In On the Condition of Labor, Pope Leo XIII wrote that most people want to work. In On the Progress of Peoples, Paul VI wrote that people want “To do more, to learn more, to have more. The popes emphasize what I think is true: people want to work; they want to engage in those activities which they find meaningful and fulfilling. The problem is, as I’ve noted here before, that capitalism undermines those things which truly make us human -- the development of those truly human powers and abilities that define our species.
Which takes me back to that first question: does anyone prefer sitting around a house listening to babies cry? Maybe, but they do so because they find it meaningful work. Others, however, might prefer to get out of the house and pursue some other work but can’t find the work. Which, of course, returns us to the unemployment figures.
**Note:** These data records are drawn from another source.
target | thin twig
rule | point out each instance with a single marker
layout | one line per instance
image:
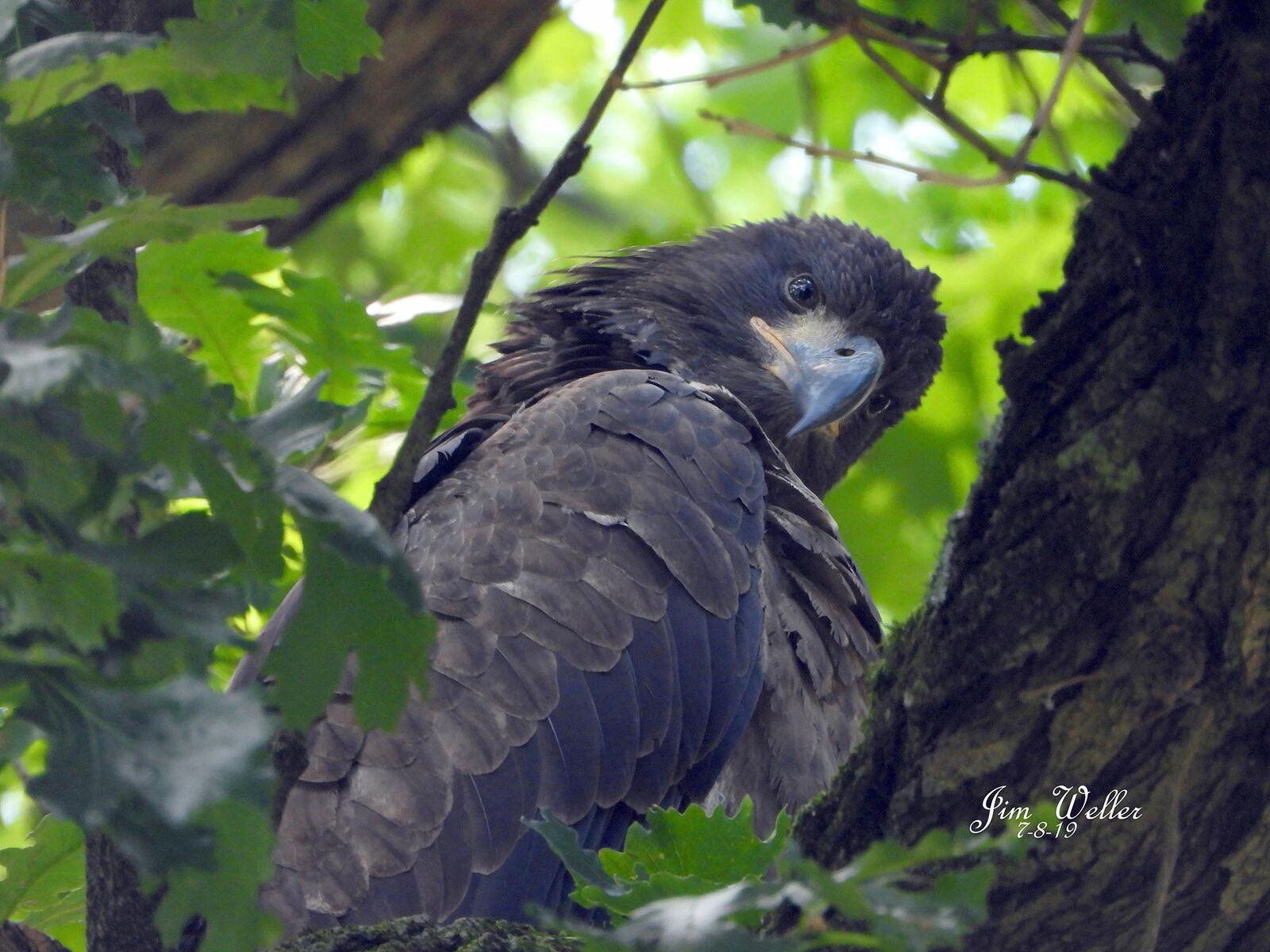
(743, 127)
(4, 259)
(1064, 65)
(721, 76)
(1128, 48)
(511, 225)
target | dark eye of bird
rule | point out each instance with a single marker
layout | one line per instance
(802, 291)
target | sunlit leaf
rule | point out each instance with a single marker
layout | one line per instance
(44, 882)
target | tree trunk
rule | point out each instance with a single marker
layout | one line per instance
(438, 55)
(1103, 611)
(1102, 615)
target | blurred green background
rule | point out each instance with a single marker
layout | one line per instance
(404, 243)
(660, 173)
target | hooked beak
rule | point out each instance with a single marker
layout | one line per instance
(829, 378)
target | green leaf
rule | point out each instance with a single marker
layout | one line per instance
(44, 882)
(226, 895)
(51, 55)
(54, 260)
(52, 164)
(252, 513)
(582, 863)
(714, 847)
(65, 69)
(56, 592)
(144, 763)
(254, 37)
(780, 13)
(302, 423)
(360, 596)
(349, 606)
(332, 36)
(332, 332)
(187, 82)
(178, 287)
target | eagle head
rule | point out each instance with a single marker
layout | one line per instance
(822, 329)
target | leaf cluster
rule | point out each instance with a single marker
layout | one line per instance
(154, 484)
(705, 882)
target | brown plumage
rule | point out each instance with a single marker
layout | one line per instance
(639, 598)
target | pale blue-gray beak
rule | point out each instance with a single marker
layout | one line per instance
(829, 378)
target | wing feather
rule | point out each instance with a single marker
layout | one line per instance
(594, 562)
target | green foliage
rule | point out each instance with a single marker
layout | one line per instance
(44, 881)
(683, 854)
(694, 882)
(164, 479)
(148, 471)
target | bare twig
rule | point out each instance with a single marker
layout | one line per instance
(4, 260)
(1103, 63)
(1128, 48)
(743, 127)
(721, 76)
(511, 225)
(1010, 165)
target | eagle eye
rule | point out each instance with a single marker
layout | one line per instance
(802, 291)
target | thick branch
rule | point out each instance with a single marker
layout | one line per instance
(511, 226)
(1103, 611)
(438, 55)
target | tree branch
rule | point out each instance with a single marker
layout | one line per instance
(511, 225)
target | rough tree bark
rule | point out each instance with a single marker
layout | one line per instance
(1102, 615)
(438, 55)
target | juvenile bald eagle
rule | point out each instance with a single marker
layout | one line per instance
(641, 598)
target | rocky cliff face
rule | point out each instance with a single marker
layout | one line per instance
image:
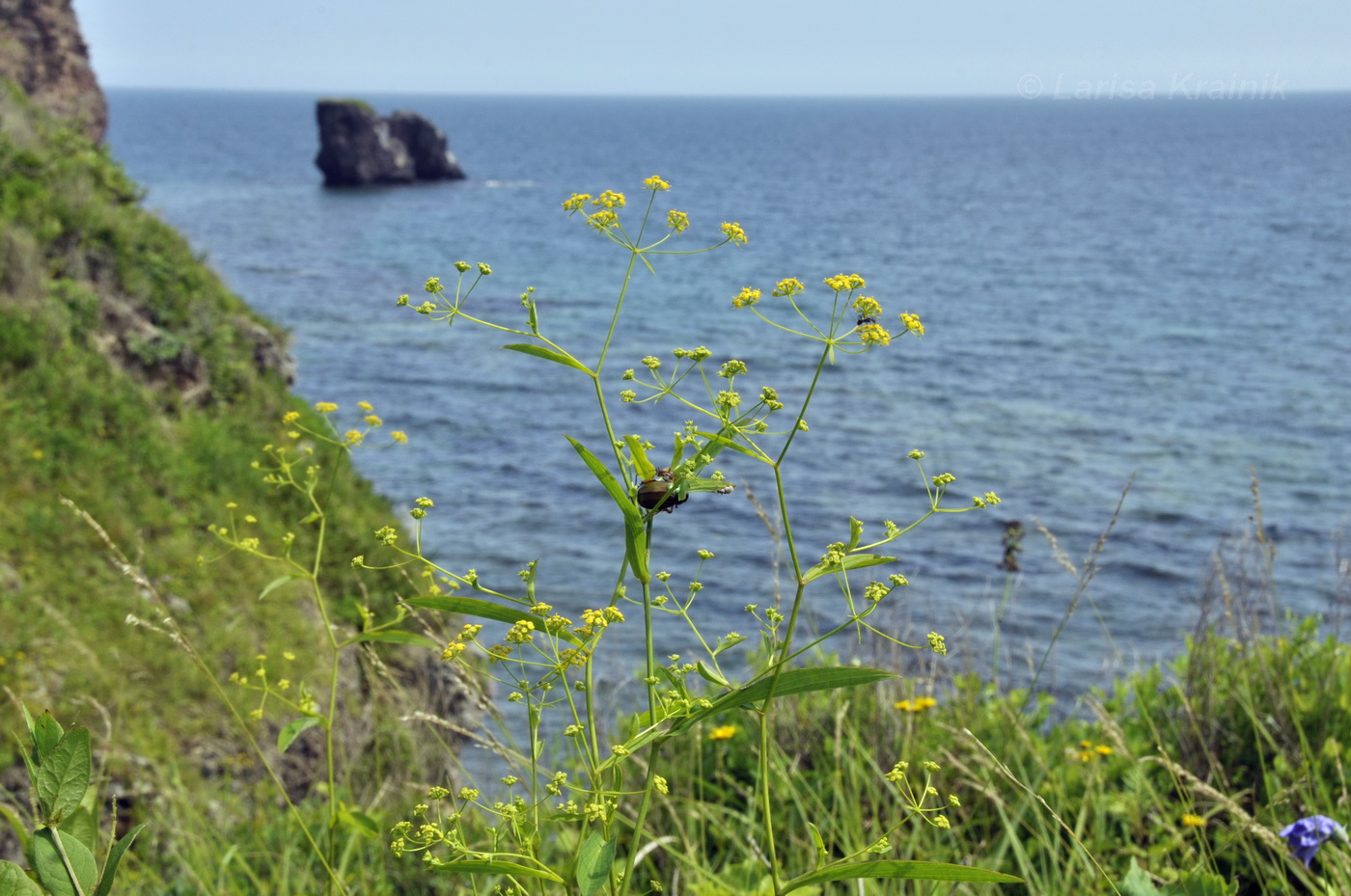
(358, 148)
(42, 50)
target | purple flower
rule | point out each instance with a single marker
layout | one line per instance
(1308, 834)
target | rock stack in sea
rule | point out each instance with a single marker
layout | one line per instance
(358, 148)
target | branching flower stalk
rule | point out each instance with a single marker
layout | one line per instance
(544, 655)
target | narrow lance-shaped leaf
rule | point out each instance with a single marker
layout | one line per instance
(907, 871)
(549, 354)
(851, 561)
(482, 611)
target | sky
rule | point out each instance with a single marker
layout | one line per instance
(727, 47)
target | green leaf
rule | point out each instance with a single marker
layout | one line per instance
(641, 463)
(851, 561)
(83, 826)
(493, 866)
(64, 776)
(482, 611)
(51, 871)
(46, 733)
(277, 584)
(15, 882)
(391, 636)
(593, 864)
(288, 734)
(360, 822)
(855, 531)
(110, 868)
(820, 845)
(790, 682)
(635, 537)
(709, 675)
(549, 354)
(909, 871)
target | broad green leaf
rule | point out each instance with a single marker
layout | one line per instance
(294, 729)
(909, 871)
(64, 776)
(15, 882)
(482, 611)
(391, 636)
(46, 733)
(81, 825)
(276, 584)
(641, 463)
(51, 871)
(593, 864)
(851, 561)
(110, 868)
(549, 354)
(493, 866)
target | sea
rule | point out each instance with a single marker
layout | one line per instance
(1135, 311)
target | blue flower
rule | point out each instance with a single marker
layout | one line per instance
(1308, 834)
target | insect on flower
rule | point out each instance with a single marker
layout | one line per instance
(654, 494)
(664, 493)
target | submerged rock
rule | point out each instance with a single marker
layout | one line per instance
(357, 146)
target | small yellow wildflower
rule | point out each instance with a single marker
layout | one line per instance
(874, 335)
(746, 297)
(603, 220)
(733, 232)
(610, 199)
(916, 705)
(844, 283)
(576, 202)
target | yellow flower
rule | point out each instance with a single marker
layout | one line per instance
(874, 335)
(918, 705)
(844, 283)
(576, 202)
(733, 232)
(746, 297)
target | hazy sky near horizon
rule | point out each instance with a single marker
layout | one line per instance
(787, 47)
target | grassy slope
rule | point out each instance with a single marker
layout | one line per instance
(107, 321)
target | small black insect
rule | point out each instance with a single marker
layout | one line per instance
(655, 493)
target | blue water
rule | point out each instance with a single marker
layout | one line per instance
(1111, 289)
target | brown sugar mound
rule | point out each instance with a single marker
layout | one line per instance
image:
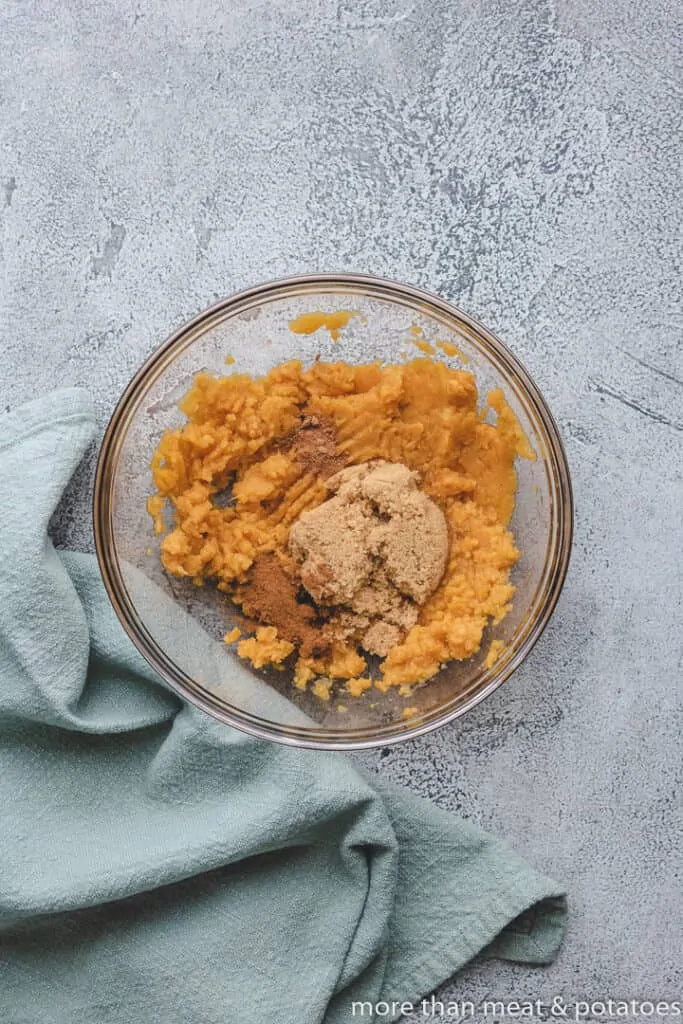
(276, 442)
(376, 550)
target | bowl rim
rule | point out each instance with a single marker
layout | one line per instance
(292, 735)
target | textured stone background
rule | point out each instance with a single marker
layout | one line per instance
(523, 160)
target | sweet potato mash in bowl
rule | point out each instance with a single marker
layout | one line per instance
(333, 511)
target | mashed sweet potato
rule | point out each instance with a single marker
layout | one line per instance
(422, 414)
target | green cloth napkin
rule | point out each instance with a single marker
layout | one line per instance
(156, 865)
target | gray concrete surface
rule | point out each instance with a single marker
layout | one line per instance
(521, 158)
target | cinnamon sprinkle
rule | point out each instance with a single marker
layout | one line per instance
(270, 596)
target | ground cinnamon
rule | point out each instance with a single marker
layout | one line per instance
(313, 444)
(270, 596)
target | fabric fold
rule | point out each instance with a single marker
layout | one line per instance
(158, 865)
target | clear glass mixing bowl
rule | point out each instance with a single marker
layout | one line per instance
(178, 627)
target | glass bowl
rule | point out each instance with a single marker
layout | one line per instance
(178, 627)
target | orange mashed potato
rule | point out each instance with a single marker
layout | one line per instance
(422, 414)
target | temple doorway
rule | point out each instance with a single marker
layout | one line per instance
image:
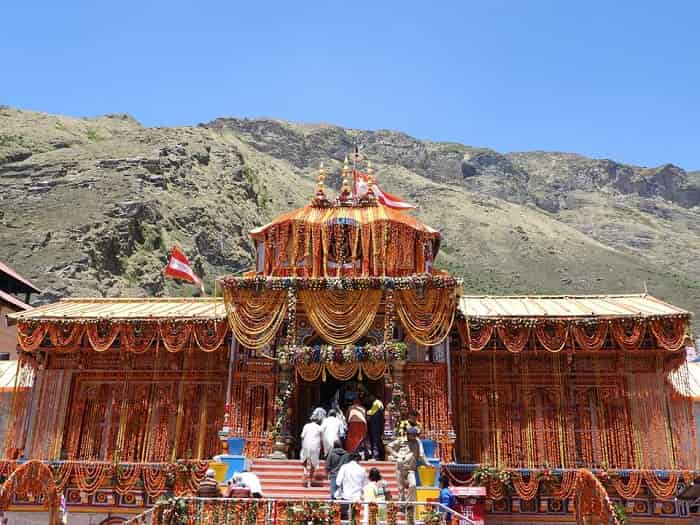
(329, 393)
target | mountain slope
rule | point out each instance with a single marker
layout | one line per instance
(90, 206)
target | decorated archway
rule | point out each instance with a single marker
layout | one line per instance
(33, 479)
(593, 505)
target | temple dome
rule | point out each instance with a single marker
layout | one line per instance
(343, 239)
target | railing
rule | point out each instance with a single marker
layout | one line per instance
(259, 511)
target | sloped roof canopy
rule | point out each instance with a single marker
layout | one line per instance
(367, 239)
(12, 282)
(567, 307)
(126, 309)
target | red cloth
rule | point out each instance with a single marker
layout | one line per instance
(357, 431)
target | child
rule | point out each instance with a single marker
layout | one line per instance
(446, 498)
(375, 492)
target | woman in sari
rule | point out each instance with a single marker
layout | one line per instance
(357, 426)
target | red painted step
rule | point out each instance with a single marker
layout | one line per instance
(284, 478)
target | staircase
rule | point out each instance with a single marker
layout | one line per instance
(283, 479)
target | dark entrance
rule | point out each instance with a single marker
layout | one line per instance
(322, 393)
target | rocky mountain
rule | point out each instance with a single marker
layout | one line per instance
(91, 206)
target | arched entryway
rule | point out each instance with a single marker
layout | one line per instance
(36, 480)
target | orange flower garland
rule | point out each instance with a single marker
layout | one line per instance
(210, 335)
(628, 335)
(102, 335)
(128, 476)
(255, 316)
(30, 335)
(341, 316)
(90, 475)
(526, 490)
(427, 315)
(590, 341)
(552, 336)
(630, 489)
(65, 337)
(669, 333)
(175, 335)
(661, 489)
(514, 337)
(138, 338)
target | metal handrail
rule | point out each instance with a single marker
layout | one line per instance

These figures are a disgrace to any human culture. They testify to a system or a structure of systems that denies human modes of being to a group of human people -- in this case, somewhere close to 15% of the American population, which does not include those who work part-time and would prefer full-time work.
Of course, some people would prefer to sit on the couch and watch television. I’ve met people like that. That raises other questions, however: why? Here I think we need turn no further than the system we live under. It’s a system that encourages the greatest pursuit of pleasure at the least cost. Sitting on the couch and watching television, if you can get away with it, is not a human way of life, but it is essentially a capitalist way of life.
Unemployment stands as a testament to our depraved way of life. A drop in the numbers only numbs us to that moral reality.